(Bloomberg) -- Democrats in Congress are seeking to capitalize on unrest over teacher pay that has led to classroom walkouts in a handful of states, offering an election-year plan to roll back part of last year’s GOP tax cut to boost funds for schools, including higher wages for educators.
States and local school districts would get $50 billion over a decade to raise teacher pay and recruit more educators. The plan would provide another $50 billion for school buildings and resources, and expand public school teachers’ collective bargaining rights.
The measure is among a series of initiatives Democrats are offering to rally their core voters ahead of elections in November, when every House seat is on the ballot, along with a third of Senate seats. As the minority party in both chambers, Democrats lack the power to bring their plans to a vote.
On Monday, Democrats focused on controversies surrounding President Donald Trump and allegations of corruption in his administration, promising new ethics rules and restrictions on campaign donations from undisclosed contributors.
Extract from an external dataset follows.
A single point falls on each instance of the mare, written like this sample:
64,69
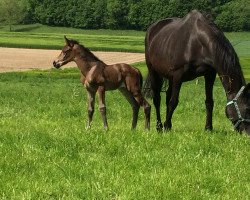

To pay for the education plan, House Minority Leader Nancy Pelosi and other Democratic leaders want to cancel the new tax cuts that benefit the wealthiest 1 percent of Americans.
“Instead of giving a tax cut to the richest of Americans, we should give a pay raise to teachers in this country who our students depend on to succeed,” Senate Majority Leader Chuck Schumer said at a news conference. Joining the Democrats were leaders of the American Federation of Teachers and the National Education Association, key donors to the party and its candidates.
The recent teacher walkouts have occurred in some important election battleground states including Arizona, where GOP Senator Jeff Flake is retiring, and West Virginia, where incumbent Democratic Senator Joe Manchin is fighting to keep his seat.
Teachers in West Virginia ended a nine-day strike in March with a 5 percent pay raise. Other states where teachers have demonstrated for higher pay include Oklahoma, Kentucky and Colorado.